The Whitewater Valley Preservation Society (WVPS) has been engaged by South East Water as a consultee in the production of the last two 5-year Water Resource Management Plans.  The Society has actively been involved with the Environment Agency and Natural England in the implementation of the Water Framework Directive and the production of the Loddon Catchment Management Plans.  We also campaigned for the river during Catchment Abstraction Management Strategy reviews and subsequent Restoring Sustainable Abstraction programmes, which finally resulted in a decision by Natural England that South East Water could no longer assume long term abstraction from the Greywell source.

The River Whitewater may look clean and beautiful but appearances can be deceptive.  Clear does not necessarily mean healthy.

WVPS, in conjunction with Salmon & Trout Conservation UK, selected 5 locations suitable for their Riverfly survey, from the source at Greywell to the confluence with the Blackwater at Riseley.

The detailed results were analysed at a laboratory and a series of charts produced, using data collected from other chalk streams to suggest conclusions which could be drawn from those comparisons.

Invertebrate scores in the Whitewater are all low for a river of this type:

  • EPT scores – Ephemeroptera (up-winged flies), Plecoptera (stoneflies) and Trichoptera (caddisflies) – should be around 20, but the highest is 13, and one location scores only 6.
  • Annual Mayfly species should score 10 but the actual scores were 7, 5, 3, 2 and 1.

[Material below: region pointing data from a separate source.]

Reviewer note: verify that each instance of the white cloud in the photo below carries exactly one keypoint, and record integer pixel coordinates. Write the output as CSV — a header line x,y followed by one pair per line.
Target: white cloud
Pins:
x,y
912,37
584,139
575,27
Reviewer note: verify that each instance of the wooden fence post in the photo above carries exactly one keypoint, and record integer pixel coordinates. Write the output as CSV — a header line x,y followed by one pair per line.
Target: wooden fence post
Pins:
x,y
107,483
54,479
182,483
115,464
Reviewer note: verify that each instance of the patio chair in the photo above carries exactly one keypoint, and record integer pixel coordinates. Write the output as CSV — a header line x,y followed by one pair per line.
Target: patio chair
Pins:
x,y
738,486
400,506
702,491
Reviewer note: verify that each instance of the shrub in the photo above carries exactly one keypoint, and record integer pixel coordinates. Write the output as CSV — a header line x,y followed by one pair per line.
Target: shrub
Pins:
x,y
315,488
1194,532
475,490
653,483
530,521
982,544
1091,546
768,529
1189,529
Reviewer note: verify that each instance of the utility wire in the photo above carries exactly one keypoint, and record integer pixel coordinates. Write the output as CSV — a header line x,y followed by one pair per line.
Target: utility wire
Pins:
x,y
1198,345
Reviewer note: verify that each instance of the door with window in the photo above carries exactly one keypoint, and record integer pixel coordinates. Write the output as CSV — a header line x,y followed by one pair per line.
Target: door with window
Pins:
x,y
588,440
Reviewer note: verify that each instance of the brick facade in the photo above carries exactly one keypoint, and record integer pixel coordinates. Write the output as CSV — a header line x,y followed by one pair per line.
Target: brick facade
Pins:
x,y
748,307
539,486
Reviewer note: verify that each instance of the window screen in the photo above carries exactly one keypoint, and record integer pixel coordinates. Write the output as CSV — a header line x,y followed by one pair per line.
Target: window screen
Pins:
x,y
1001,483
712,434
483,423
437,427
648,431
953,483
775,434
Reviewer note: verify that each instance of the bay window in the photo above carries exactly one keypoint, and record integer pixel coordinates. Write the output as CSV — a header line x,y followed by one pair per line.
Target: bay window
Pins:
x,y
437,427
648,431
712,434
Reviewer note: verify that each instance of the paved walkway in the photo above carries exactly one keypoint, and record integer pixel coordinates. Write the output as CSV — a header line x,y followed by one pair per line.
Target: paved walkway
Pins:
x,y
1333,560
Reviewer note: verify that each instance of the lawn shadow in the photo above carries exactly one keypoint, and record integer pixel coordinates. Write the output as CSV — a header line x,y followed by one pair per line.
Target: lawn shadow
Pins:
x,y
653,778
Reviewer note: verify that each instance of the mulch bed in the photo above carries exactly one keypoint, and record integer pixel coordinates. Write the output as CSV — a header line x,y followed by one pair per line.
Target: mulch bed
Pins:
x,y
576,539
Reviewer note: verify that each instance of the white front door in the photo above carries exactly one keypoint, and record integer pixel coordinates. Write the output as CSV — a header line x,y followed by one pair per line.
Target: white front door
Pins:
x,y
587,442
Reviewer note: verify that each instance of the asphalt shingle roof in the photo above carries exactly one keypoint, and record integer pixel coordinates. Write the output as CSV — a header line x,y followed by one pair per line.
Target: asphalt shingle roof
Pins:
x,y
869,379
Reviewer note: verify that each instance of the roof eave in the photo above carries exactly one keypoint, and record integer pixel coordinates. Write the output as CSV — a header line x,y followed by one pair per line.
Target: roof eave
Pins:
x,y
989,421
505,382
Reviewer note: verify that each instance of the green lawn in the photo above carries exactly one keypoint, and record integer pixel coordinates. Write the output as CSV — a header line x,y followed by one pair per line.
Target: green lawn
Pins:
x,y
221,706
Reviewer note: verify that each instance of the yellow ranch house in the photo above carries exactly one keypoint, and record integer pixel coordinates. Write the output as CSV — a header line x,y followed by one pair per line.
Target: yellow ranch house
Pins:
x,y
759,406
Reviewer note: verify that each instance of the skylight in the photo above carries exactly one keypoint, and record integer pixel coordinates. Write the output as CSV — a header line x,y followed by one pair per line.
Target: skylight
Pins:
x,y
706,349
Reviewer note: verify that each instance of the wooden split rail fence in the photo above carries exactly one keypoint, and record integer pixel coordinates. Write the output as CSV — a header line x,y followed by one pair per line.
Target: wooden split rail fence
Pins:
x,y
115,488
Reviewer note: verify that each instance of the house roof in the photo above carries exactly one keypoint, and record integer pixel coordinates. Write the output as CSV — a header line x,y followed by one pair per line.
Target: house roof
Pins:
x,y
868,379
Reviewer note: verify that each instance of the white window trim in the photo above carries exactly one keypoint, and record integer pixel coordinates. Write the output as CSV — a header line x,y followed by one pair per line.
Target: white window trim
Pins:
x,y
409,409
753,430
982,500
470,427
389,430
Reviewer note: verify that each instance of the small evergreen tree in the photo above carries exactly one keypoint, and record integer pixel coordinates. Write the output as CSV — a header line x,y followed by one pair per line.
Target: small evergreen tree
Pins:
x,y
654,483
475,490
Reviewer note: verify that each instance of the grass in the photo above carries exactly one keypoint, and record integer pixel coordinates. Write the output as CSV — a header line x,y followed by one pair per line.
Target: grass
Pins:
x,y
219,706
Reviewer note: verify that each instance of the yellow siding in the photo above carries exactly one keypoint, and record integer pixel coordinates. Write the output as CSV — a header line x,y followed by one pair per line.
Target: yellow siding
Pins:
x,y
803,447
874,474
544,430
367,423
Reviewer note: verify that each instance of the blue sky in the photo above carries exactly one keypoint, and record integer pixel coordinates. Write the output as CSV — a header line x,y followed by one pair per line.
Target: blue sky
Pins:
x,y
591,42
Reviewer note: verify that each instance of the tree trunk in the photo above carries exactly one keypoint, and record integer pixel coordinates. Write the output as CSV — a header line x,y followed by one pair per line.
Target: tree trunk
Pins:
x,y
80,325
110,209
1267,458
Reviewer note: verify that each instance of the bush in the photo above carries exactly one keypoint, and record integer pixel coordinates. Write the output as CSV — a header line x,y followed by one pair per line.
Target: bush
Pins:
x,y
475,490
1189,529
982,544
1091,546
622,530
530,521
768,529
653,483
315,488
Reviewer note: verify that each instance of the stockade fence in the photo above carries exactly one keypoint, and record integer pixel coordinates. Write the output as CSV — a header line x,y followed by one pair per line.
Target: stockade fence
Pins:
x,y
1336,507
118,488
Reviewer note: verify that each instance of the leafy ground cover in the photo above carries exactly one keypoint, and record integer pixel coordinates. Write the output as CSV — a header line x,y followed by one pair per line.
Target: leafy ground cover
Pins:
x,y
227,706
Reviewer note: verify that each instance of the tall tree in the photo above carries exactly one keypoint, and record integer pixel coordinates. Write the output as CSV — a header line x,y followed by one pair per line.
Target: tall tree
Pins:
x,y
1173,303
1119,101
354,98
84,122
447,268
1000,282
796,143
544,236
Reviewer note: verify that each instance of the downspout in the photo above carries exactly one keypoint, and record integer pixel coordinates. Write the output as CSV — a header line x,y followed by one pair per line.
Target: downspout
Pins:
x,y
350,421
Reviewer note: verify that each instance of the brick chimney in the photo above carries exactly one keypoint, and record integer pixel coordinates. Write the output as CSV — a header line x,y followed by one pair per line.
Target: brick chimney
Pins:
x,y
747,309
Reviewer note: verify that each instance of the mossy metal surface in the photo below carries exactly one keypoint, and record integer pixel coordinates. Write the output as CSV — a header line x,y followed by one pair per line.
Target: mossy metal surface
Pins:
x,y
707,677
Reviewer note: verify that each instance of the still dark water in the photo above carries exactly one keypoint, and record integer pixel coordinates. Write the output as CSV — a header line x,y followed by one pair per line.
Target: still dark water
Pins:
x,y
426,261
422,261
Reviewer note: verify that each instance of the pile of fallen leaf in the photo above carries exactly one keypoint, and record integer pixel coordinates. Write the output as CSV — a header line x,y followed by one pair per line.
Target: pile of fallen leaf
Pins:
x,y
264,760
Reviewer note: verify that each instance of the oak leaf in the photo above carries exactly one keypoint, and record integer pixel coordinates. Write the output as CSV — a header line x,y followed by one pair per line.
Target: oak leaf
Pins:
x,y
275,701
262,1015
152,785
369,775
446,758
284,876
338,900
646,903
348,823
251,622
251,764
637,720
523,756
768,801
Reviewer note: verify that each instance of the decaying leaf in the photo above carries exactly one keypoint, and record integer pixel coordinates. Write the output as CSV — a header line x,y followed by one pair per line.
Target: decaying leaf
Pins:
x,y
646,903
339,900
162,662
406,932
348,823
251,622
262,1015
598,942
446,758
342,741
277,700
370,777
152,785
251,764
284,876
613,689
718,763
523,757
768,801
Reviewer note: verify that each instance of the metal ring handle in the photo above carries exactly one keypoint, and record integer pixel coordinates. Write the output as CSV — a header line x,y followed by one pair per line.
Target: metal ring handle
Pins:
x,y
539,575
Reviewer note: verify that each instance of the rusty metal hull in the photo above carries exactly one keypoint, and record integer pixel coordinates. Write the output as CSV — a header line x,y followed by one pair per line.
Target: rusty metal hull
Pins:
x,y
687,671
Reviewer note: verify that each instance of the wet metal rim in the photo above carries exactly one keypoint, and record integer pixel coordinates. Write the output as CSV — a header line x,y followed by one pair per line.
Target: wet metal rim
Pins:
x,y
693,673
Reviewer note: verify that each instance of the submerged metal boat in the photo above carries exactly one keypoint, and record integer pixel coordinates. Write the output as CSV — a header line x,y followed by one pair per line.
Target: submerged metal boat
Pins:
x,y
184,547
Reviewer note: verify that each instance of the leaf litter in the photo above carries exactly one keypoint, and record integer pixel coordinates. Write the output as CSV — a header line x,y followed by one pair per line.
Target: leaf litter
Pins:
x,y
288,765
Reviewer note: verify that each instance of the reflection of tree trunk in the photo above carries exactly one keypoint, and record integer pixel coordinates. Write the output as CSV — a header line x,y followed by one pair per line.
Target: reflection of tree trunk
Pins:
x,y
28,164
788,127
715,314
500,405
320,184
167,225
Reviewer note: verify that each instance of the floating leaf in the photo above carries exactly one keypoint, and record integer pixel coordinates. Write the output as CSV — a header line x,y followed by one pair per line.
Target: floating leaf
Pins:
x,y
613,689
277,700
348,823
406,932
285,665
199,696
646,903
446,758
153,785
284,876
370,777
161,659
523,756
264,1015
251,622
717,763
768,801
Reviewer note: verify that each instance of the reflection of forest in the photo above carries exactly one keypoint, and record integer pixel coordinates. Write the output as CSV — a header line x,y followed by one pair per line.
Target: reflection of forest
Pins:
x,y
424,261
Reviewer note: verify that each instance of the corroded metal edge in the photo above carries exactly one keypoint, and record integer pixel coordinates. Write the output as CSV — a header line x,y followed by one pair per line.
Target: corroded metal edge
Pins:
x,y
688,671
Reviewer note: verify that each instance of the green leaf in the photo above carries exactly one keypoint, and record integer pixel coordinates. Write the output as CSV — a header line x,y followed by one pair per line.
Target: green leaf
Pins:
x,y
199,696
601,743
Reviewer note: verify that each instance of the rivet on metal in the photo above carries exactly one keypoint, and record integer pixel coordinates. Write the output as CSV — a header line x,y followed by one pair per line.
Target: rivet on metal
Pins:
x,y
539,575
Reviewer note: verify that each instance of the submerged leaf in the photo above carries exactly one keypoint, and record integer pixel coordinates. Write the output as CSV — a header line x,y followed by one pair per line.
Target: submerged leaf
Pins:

Biometric measures use the different sensitivities of aquatic insects to subtle, but lethal, impacts from: sediment, phosphate, organic enrichment and river flow. Species level analysis provides a measure of the impact of these pollutants at each site:

  • Results show that most sites exhibit sediment pressure in Spring and Autumn.
  • Phosphate issues are more pronounced in the Autumn and are at or above the line of concern at two sites (Deptford Lane Bridge and Holdshott Farm).
  • Organic Enrichment from slurry and possibly untreated effluent is visible at all sites.
  • Autumn results reflect the impact of lower flows concentrating the sediment and phosphate load, although the Spring results are not much better.

The full WVPS 2017 Riverfly Survey final report includes a map showing sampling sites, and Appendix showing in more detail the 10 measures of ecological status used to analyse each sample.